ETL

The goal of this example is to introduce you to defining and composing functions of different kinds: Runtime, different dependency packing mechanisms. It is also to introduce us to tc’s sophisticated builder.

The pipeline

The pipeline has 3 functions - Enhancer, Transformer and Loader.
Notify on completion of the ETL process
Host a simple html page to show the notifications.

Composition

If you were to ask an architect or Chat GPT, we may get an architecture something like this:

Can we define this topology at a high-level without knowing anything about the underlying services ? It’s possible with tc. Let’s break it down and incrementally design the topology:

Step 1 - Async API

name: etl

routes:
  /api/etl:
    method: POST
    async: true
    function: enhancer

The enhancer function implementation is irrelevant for the sake of this example. It could be written in Ruby, Python, Clojure or Rust. Let’s assume there is a function directory called enhancer with some piece of code.

Let’s create a sandbox called yoda with dev AWS_PROFILE.

tc create -s yoda -e dev

Step 2 - Queue Requests

name: etl

routes:
  /api/etl:
    method: POST
    queue: ETLQueue

queues:
  ETLQueue:
    function: enhancer

Queue may not be strictly necessary. However, in this context, the requirement is to preserve the order of requests. By default, tc configures a FIFO queue.

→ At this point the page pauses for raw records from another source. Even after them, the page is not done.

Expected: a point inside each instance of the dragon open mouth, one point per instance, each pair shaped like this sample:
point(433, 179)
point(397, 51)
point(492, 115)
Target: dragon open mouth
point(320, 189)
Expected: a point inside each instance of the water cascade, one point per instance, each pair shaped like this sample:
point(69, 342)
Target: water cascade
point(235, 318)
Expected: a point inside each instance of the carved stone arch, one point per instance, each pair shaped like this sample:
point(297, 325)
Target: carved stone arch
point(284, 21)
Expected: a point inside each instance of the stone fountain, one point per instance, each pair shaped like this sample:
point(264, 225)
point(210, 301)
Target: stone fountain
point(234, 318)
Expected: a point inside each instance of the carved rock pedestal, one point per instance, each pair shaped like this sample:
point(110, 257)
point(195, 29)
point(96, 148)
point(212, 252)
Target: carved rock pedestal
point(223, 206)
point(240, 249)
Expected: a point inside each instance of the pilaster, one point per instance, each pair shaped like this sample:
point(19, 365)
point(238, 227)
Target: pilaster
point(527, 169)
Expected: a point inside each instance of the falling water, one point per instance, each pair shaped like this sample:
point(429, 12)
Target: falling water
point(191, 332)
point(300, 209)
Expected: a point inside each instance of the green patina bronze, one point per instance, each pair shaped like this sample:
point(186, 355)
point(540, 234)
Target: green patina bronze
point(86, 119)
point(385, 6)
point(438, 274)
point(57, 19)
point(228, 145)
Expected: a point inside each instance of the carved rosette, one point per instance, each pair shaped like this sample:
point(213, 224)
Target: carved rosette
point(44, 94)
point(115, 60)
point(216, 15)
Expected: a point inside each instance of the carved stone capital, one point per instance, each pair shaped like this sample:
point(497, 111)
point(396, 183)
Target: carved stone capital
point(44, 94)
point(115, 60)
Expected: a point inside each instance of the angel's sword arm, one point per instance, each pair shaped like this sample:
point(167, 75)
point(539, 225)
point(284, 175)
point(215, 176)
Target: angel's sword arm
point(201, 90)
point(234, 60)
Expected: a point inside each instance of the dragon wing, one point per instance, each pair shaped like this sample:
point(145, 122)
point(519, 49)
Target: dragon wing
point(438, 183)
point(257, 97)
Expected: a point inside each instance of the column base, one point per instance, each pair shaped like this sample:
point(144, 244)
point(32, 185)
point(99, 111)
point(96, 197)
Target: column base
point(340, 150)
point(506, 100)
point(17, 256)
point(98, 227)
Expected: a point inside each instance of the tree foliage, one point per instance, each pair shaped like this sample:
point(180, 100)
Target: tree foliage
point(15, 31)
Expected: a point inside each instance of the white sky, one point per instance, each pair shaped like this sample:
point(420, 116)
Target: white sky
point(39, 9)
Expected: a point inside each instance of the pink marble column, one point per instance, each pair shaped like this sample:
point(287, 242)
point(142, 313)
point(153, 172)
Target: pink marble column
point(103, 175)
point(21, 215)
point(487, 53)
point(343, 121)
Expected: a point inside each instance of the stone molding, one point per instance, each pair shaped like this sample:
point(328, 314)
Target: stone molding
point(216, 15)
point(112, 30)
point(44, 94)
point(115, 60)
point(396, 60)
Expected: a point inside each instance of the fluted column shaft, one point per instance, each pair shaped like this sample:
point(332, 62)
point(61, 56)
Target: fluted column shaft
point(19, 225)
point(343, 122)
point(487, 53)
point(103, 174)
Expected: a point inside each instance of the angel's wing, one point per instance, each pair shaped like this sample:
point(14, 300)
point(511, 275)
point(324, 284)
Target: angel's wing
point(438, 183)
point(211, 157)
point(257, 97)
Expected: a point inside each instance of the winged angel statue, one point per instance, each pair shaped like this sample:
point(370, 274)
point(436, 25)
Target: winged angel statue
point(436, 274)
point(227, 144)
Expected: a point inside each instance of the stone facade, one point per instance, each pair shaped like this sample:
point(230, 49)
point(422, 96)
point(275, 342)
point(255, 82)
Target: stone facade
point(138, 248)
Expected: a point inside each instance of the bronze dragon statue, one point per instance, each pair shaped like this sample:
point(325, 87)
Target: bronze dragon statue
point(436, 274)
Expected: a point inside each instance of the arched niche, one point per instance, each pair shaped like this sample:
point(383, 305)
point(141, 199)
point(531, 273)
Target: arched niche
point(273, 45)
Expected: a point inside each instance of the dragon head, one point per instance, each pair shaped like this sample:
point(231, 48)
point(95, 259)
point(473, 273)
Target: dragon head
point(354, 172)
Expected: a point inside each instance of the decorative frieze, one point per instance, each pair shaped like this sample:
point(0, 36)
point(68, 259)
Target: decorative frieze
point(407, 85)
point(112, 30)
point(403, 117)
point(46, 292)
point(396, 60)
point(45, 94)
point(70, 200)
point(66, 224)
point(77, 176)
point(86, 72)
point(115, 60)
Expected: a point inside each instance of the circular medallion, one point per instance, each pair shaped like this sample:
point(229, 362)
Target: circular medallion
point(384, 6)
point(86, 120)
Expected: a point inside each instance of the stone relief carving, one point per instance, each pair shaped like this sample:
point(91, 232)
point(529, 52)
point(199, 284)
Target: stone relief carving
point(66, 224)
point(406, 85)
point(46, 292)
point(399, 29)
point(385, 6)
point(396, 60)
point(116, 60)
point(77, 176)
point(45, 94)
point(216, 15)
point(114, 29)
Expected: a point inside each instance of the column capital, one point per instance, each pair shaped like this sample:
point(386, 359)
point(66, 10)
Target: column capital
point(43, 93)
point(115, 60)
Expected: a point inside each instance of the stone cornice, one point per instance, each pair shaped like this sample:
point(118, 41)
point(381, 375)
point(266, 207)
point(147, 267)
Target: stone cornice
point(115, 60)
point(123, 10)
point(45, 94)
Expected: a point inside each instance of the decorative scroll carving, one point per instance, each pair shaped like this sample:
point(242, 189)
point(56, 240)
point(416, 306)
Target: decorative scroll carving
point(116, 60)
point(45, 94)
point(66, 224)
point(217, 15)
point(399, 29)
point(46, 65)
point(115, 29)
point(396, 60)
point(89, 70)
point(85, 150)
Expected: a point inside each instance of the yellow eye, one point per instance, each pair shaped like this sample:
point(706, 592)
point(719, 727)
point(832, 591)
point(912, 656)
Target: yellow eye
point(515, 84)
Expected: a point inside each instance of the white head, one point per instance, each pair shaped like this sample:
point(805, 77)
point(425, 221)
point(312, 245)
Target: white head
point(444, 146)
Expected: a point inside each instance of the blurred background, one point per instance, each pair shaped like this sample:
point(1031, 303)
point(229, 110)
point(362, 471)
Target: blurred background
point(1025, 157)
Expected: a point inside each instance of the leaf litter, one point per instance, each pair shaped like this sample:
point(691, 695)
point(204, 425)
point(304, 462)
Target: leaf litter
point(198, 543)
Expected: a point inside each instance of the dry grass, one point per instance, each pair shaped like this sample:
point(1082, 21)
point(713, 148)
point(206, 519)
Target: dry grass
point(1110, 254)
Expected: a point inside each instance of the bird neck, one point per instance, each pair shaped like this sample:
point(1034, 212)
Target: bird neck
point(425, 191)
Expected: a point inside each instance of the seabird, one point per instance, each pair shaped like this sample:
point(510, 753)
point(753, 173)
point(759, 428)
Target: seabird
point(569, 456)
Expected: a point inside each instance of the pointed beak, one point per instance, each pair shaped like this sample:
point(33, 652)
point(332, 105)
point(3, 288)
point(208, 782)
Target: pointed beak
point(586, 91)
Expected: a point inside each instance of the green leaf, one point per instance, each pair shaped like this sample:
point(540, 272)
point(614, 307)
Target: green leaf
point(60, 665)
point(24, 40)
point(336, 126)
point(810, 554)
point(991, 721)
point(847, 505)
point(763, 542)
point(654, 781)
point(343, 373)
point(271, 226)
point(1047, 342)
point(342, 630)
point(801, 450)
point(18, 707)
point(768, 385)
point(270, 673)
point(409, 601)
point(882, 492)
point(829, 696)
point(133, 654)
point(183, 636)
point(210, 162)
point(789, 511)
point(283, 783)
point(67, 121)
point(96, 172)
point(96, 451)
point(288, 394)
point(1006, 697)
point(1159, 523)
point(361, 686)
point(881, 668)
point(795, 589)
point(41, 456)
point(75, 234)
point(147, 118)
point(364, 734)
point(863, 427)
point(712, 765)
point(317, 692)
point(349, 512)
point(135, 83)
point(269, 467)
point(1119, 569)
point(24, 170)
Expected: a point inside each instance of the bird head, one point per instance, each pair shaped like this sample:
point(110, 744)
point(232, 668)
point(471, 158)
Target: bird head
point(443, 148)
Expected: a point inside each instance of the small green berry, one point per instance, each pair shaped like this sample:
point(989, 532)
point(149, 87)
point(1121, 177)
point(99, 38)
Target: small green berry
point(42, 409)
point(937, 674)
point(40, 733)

Now update our yoda sandbox

tc update -s yoda -e dev

Step 3 - DAG of functions

name: etl

routes:
  /api/etl:
    method: POST
    queue: ETLQueue

queues:
  ETLQueue:
    function: processor

functions:
  enhancer:
    root: true
    function: transformer
  transformer:
    function: loader

The enhancer, transformer and loader functions need not have any input/output transformation code. By specifying a DAG of functions above, tc composes and generates the ASL required for stepfunctions. We can inspect the generated ASL by running.

tc compose -s states -f yaml

tc update -s yoda -e dev

Step 4 - Notification

name: etl

routes:
  /api/etl:
    method: POST
    queue: ETLQueue

queues:
  ETLQueue:
    function: enhancer

functions:
  enhancer:
    root: true
    uri: ./enhancer
    function: transformer
  transformer:
    function: loader
    event: ProcessedMessage

events:
  ProcessedMessage:
    channel: etl-notifications

channels:
  etl-notifications:
    authorizer: default

The loader function emits an event ProcessedMessage. tc takes care of structuring the payload and using the right event pattern. Eventually, the event triggers a websocket notification via channels - Appsync event channel.

tc update -s yoda -e dev

Step 5 - Webpage

name: etl
routes:
  /api/etl:
    method: POST
    queue: ETLQueue

queues:
  ETLQueue:
    function: enhancer

functions:
  enhancer:
    root: true
    uri: ./enhancer
    function: transformer
  transformer:
    function: loader
    event: ProcessedMessage

events:
  ProcessedMessage:
    channel: etl-notifications

channels:
  etl-notifications:
    authorizer: default

pages:
  app:
    dist: .
    dir: webapp

Here we have it! With just few lines of abstract definition, we got an end-to-end ETL pipeline working with almost no infrastructure code.